In 2009, UNM Research Assistant Professor Mark Servilla and his colleagues began work on a data repository software called Provenance Aware Synthesis Tracking Architecture, or PASTA. The software was created as a means to cultivate a persistent archive of ecological data for future reference. In 2016, Servilla’s team joined researchers at UW and UCSB to create the EDI. While Servilla’s group specializes in data storage, a team headed by Corinna Gries of UW assumed the task of ecologist outreach – finding qualified ecologists who can contribute valuable research data. In its first year, EDI was awarded a $3.1 million grant ($1.5 million of which was allocated to UNM) from the NSF.
In its beginning stages, the EDI data repository was primarily used to store data contributed by researchers affiliated with the Long Term Ecological Research (LTER) network, but data storage has since been made available to all qualified ecologists. Today, the EDI data repository houses over 70,000 data packages on a wide range of environmental research topics. While ecologists must be vetted before contributing to the collection, the vast majority of EDI’s data is publicly accessible via the EDI website.
This year, the Environmental Data Initiative has received a second grant of $3 million ($1.4 million of which has been allocated to UNM) from the NSF to fund the continued upkeep of the data repository system. The system is in a maintenance phase but, as Dr. Servilla explains, “it’s never done.” The continuation of this project will require new hardware and regular software updates.
As of July 2020, EDI’s production and staging environment virtual servers are hosted entirely by CARC; its production data are housed on storage devices hosted by both CARC and University Libraries. Using hardware hosted by CARC allows EDI to maintain reliability and substantially increases the database’s storage capacity.
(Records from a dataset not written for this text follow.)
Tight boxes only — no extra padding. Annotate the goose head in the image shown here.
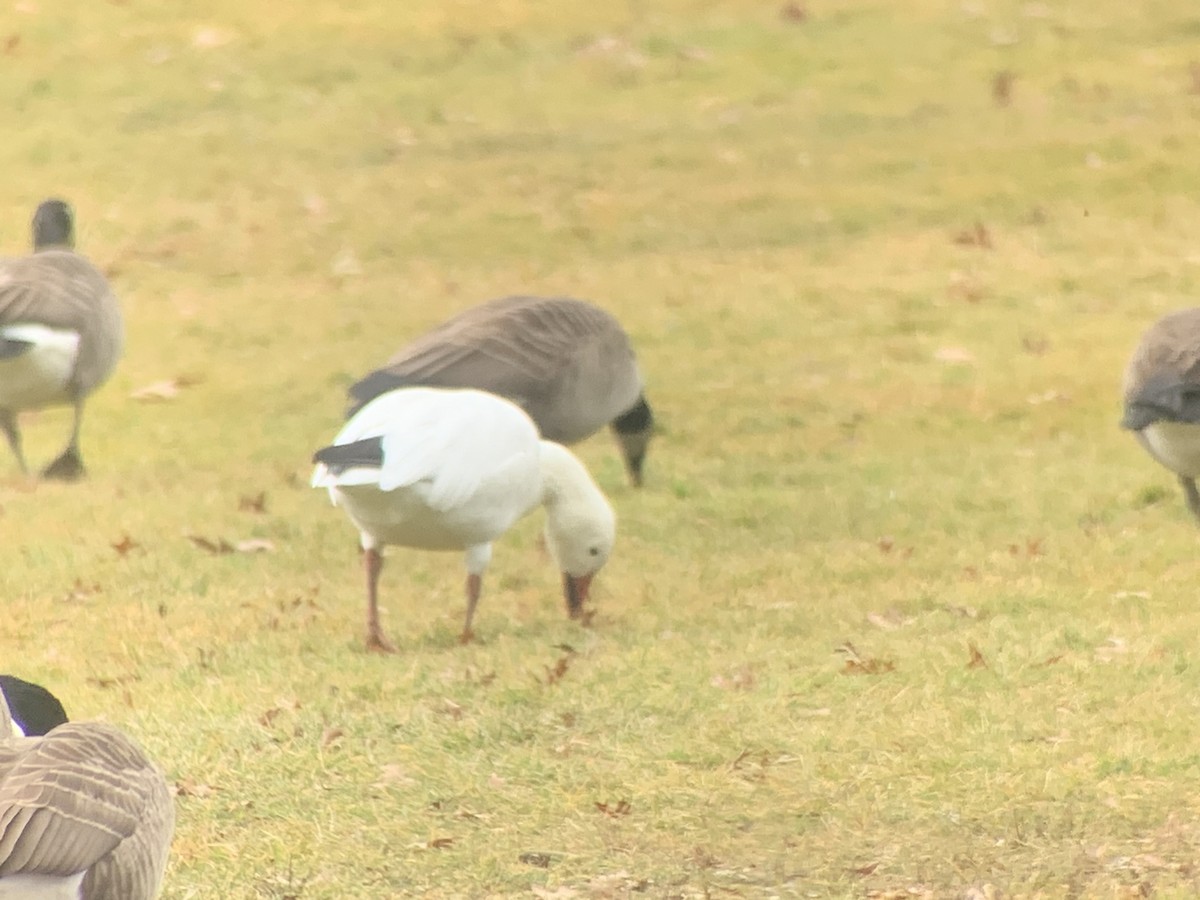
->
[541,440,617,619]
[34,198,74,251]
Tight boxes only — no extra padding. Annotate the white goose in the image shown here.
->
[350,296,654,486]
[0,200,125,481]
[0,681,175,900]
[312,388,616,653]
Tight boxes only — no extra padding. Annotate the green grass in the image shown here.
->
[11,0,1200,900]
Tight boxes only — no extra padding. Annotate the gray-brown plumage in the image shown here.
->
[1121,308,1200,521]
[0,686,175,900]
[350,296,654,485]
[0,199,125,480]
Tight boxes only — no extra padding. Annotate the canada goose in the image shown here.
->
[0,199,124,481]
[0,674,67,738]
[312,388,616,653]
[0,681,175,900]
[349,296,654,486]
[1121,308,1200,521]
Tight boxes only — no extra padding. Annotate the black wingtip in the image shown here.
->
[312,437,383,475]
[612,394,654,434]
[0,674,67,738]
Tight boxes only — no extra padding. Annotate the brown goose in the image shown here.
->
[349,296,654,485]
[0,199,125,481]
[0,681,175,900]
[1121,308,1200,521]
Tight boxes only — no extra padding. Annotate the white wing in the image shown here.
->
[312,388,539,510]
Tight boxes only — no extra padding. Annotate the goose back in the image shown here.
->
[0,724,175,900]
[350,296,642,444]
[0,250,125,395]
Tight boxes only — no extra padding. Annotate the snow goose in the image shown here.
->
[312,388,616,653]
[350,296,654,486]
[1121,308,1200,520]
[0,199,124,481]
[0,674,67,738]
[0,681,175,900]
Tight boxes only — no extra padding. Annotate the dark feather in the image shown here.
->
[312,437,383,475]
[1121,373,1200,431]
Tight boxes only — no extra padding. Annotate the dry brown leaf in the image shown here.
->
[174,778,216,799]
[109,534,142,559]
[238,491,266,512]
[779,0,809,25]
[709,666,755,691]
[130,376,200,402]
[408,838,454,850]
[991,70,1016,107]
[835,641,896,674]
[595,800,634,818]
[184,534,234,556]
[62,578,101,604]
[866,610,914,631]
[967,641,988,668]
[934,347,974,365]
[542,653,571,686]
[954,222,992,250]
[234,538,275,553]
[374,762,416,787]
[529,884,580,900]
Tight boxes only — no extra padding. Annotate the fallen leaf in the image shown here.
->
[529,884,580,900]
[779,1,809,24]
[374,762,416,787]
[991,70,1016,107]
[174,778,215,799]
[110,534,142,559]
[595,800,634,818]
[330,247,362,278]
[1021,335,1050,356]
[238,491,266,512]
[62,578,101,602]
[184,534,234,556]
[130,376,203,402]
[866,610,916,631]
[192,28,233,50]
[408,838,454,850]
[954,222,992,250]
[234,538,275,553]
[542,653,571,686]
[967,641,988,668]
[934,347,974,365]
[709,666,755,691]
[835,641,896,674]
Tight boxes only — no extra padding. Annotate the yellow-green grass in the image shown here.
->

As for the future of the EDI data repository, Servilla would like to make the system more accessible, automated, and modernized. EDI programmers are already well on their way to automating the process of converting new ecological data into the proper format for storage, and the team hopes to rely more heavily upon a cloud-based infrastructure in the future. The work of the Environmental Data Initiative will undoubtedly prove itself vital to future generations of ecologists who will be enabled to use today’s data for tomorrow’s discoveries.